Following death of Tony's partner, Beth Hunter (Clarissa House), Jack supports Tony and Lucas. Jack is part of a crew that go missing on a boat in a storm and when the others return he is not with them prompting worry. However, Jack never boarded. Martha goes over to house to call off the divorce but finds a newly returned Sam and Rory. George Watson (Paul Barry) frames Jack for a bank robbery and shoots Colin Marshall (Nathan Page), the shooter and frames Jack then shoots Jack. Jack remains comatose for several days and when he awakes he realises it is Martha he loves, not Sam. When Rory overhears Martha suggesting Jack postpone the wedding, Sam gets angry and bans Martha from attending. Jack and Sam marry but when they return from their honeymoon, they discover escaped criminal Johnny Cooper is hiding out. Sam later kills Johnny by hitting him over the head with a baseball bat.
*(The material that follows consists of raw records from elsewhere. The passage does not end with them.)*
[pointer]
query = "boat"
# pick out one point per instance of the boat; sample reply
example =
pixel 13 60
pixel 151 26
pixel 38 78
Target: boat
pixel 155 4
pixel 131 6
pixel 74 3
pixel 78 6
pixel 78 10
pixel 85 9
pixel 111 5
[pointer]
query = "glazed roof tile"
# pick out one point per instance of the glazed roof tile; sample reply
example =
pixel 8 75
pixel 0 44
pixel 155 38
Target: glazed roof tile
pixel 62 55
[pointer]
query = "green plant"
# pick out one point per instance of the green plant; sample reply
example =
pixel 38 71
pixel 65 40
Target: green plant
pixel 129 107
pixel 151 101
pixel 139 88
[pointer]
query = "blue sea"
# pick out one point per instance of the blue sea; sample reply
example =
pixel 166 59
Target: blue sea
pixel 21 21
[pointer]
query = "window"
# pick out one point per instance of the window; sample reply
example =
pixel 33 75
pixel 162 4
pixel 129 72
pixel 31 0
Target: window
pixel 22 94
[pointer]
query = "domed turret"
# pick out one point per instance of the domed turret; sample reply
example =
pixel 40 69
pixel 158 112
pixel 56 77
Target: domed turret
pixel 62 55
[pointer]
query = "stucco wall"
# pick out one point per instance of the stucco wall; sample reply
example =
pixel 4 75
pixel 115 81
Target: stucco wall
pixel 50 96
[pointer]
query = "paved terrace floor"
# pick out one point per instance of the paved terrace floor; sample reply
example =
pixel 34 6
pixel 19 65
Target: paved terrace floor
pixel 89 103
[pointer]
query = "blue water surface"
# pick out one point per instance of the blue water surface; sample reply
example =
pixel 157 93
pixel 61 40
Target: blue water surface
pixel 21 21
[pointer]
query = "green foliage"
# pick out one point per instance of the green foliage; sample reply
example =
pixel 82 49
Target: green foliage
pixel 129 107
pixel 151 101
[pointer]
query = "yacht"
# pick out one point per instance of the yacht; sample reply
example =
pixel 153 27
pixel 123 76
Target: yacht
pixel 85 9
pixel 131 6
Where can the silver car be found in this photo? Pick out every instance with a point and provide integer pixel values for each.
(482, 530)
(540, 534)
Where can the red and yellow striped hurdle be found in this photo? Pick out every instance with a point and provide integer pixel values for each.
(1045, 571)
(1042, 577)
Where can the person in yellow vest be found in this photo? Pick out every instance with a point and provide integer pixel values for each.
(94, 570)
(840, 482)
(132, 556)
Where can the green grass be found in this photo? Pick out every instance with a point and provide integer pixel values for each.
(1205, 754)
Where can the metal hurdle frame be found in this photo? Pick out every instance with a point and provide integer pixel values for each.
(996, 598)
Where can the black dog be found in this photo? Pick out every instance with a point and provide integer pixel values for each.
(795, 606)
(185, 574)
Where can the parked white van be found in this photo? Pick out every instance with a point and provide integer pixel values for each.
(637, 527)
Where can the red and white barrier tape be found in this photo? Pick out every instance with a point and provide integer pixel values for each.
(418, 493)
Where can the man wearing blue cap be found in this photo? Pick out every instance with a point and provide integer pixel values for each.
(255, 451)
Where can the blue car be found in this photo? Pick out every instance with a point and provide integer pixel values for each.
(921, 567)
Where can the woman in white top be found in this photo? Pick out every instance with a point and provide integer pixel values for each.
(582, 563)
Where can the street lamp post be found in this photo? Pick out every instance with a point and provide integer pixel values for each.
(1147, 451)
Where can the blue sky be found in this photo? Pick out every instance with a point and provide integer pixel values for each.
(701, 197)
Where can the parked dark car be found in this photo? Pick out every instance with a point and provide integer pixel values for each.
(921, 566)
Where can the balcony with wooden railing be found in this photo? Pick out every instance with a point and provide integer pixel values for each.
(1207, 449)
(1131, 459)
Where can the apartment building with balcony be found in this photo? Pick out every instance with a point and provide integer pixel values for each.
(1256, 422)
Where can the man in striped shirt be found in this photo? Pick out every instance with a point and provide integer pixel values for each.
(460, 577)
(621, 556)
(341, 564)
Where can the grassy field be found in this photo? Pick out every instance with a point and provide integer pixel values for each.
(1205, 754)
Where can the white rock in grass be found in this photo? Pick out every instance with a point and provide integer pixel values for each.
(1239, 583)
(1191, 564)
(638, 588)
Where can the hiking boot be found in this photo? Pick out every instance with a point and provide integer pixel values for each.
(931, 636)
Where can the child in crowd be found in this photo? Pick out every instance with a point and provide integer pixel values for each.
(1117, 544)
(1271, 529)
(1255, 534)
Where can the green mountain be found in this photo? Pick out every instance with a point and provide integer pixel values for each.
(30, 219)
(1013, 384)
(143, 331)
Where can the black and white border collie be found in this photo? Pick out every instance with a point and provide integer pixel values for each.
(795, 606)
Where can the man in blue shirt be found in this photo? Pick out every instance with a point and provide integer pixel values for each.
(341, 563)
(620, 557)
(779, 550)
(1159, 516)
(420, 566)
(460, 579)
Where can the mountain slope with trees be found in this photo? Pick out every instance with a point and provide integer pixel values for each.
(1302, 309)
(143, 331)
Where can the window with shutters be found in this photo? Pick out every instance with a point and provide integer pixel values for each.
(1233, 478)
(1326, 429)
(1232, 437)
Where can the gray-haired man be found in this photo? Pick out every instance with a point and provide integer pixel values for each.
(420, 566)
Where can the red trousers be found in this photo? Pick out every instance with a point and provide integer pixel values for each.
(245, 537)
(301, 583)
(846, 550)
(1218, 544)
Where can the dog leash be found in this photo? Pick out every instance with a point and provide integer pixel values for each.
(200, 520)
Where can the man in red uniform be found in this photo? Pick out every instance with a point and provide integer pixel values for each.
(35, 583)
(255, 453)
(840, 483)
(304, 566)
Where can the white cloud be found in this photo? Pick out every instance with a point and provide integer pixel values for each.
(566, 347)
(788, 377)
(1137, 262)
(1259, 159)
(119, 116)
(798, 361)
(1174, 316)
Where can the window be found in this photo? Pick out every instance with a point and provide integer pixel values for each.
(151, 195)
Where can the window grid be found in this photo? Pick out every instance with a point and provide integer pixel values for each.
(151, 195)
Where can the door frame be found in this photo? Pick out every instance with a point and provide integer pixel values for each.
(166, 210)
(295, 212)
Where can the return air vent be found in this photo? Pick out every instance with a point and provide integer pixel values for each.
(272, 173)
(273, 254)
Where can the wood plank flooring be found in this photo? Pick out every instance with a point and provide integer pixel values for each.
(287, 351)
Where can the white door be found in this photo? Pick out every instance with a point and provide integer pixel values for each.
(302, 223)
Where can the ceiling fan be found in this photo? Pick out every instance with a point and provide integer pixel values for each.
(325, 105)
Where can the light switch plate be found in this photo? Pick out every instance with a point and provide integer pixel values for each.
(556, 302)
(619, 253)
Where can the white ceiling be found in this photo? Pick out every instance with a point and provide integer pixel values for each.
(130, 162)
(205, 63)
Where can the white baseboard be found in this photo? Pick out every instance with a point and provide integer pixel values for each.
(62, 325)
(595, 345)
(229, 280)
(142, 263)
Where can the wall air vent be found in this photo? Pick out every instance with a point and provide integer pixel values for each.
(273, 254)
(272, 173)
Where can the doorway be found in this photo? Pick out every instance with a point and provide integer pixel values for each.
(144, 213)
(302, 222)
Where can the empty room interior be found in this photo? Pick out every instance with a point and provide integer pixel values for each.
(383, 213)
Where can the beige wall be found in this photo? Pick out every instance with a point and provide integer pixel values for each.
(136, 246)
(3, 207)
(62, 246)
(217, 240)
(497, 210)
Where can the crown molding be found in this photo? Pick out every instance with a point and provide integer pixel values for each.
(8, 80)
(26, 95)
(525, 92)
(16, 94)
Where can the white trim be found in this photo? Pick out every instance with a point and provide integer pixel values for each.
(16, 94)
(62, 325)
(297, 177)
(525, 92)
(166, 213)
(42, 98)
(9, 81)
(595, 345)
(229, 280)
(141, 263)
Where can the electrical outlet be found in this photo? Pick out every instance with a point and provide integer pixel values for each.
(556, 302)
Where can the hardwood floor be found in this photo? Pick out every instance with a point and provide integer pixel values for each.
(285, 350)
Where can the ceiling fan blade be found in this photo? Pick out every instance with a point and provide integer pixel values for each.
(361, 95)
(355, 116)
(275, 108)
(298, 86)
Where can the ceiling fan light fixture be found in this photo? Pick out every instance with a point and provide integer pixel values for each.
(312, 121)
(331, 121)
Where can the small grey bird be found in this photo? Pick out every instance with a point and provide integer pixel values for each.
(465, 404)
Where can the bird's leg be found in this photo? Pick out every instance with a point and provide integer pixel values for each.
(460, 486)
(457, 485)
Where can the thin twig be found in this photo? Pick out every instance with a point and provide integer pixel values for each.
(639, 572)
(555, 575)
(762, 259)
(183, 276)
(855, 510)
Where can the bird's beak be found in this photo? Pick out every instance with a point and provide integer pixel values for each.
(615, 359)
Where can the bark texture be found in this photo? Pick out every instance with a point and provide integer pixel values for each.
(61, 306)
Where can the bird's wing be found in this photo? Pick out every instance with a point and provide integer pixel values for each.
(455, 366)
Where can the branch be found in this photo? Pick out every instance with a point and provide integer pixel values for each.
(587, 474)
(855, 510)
When Jack finds out about Sam's drug deals via a letter left by Johnny, he ends the marriage with her and he threatens to call the police. Sam tells him she is pregnant and he gives her 12 hours to leave town. His day is further exacerbated when he sees Martha on a date with Roman Harris (Conrad Coleby). Jack hands in the letter but Sam with one final act of revenge lets the police know about him tampering with the evidence from Martha's previous arrest. Jack leaves the bay for a while but is alarmed to discover Sam's body has been found washed up on the beach, leaving him a prime suspect in the murder. Ross Buckton (David Downer) investigates the case and has a theory that Jack and Martha killed Sam because she was in the way of their relationship. Martha's great aunt Morag Bellingham (Cornelia Frances) submits the theory that Sam committed suicide and made it look like murder, which is revealed to be true and Jack and Martha are exonerated. Following Sam's funeral, Jack and Martha get closer and she breaks up with Roman and they reunite. Martha proposes again and Jack accepts. Martha soon finds she is pregnant but is unsure of the child's paternity and they have a test which proves Roman is the biological father. Jack is upset but wants to stay with Martha regardless. They marry in the hospital chapel, but Martha is suffering from breast cancer; she collapses several hours later and suffers a miscarriage. Martha recovers after extensive chemotherapy. After acting on a tip from Belle Taylor (Jessica Tovey), who works for the Coastal News, Jack investigates a development site where toxic waste is buried, causing a cancer cluster. He is upset and blames the developers for Martha's illness and is determined to bring them to justice. Jack visits the site at night and is shot in the chest by Angelo Rosetta (Luke Jacobz). Tony arrives on the scene and tries to revive him but he is too late and Jack dies. He later reappears as a vision to a grief-stricken Martha.

==Reception==
O'Brien earned various awards nominations for his portrayal of Jack. In 2006, O'Brien won a Logie Award for "Most Popular New Male Talent". The 2007 and 2008 ceremonies saw O'Brien nominated for "Most Popular Actor". O'Brien was nominated for "Best Newcomer" and "Best Couple" along with co-star Jodi Gordon. At the 2007 Inside Soap Awards, O'Brien and Gordon were nominated for "Best Storyline" for Jack and Martha's wedding day. The following year, O'Brien was nominated for "Best Actor", "Sexiest Male" and "Best Couple" with Gordon. At the first Digital Spy Soap Awards, O'Brien was nominated for "Best On-Screen Partnership" with Gordon.